Being charitable to the local conservation charities, we find amounts to listing their negative virtues. The list of the evils that they don’t do brings them more credit than the list of the goods that they do. Their activities frequently proclaimed as well intentioned have a habit of becoming compromised early on. It’s rare to find an unqualified success in their achievements. So what they don’t do on land they control can start with some of the more serious pollution that the irresponsible landowners may commit and move down from there to numerous petty crimes. We had better not start on those things they do that are plain wrongheaded and mean spirited as we are trying to be charitable in that meaning of the word.
Now the media is preoccupied with the terrible impact of new rules on charitable giving and the ending of the tax relief that it has brought to some millionaires. Much of the comment had focused on the effects on the giver, the usually wealthy person who hands over something to his favourite charity and gets tax benefit for doing so.

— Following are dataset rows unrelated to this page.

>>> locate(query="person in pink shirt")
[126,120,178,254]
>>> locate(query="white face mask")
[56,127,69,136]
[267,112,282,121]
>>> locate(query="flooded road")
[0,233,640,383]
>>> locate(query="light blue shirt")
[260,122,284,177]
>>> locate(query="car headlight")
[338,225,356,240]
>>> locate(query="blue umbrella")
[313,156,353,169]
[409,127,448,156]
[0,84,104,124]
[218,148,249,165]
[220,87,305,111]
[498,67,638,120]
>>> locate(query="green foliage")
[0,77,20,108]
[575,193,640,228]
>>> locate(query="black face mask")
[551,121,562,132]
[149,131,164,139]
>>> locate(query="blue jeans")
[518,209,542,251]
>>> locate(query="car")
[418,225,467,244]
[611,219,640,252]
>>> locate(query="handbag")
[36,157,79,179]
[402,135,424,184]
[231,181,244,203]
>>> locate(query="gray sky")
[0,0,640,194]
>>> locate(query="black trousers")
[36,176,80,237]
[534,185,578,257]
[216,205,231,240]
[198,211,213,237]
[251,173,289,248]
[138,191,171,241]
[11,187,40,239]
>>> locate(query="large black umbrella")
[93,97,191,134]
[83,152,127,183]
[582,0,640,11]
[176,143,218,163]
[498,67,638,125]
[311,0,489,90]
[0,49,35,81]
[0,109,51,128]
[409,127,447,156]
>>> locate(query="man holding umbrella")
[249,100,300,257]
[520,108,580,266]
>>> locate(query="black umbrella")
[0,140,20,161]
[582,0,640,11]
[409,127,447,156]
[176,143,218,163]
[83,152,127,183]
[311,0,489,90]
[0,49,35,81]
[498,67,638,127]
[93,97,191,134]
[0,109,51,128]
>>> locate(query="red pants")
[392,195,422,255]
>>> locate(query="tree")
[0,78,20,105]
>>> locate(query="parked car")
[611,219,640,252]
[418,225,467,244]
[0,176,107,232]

But what about the charity? Some of them are squealing because such funding from the wealthy donors may now start to dry up. One argument for the clamp down is on the grounds of transparency and accountability. Not all charities can be assured of universal approval and some that claim to be benign and altruistic don’t frankly bear looking into. If monies that would otherwise be going to the exchequer are being diverted to charities with no scrutiny built into the system apart from by the ‘donor’ who may anyway only be handing over the dosh for his own tax benefit, should we not be concerned? If it’s up to the donor to check that his money’s well spent that could work but not if the money hardly even belonged to him in the first place. Well from our experience of SWT there are many reasons for concern and it’s hard to resist the conclusion that it illustrates the problem very well: a charity that largely exists for the benefit of those employed by it.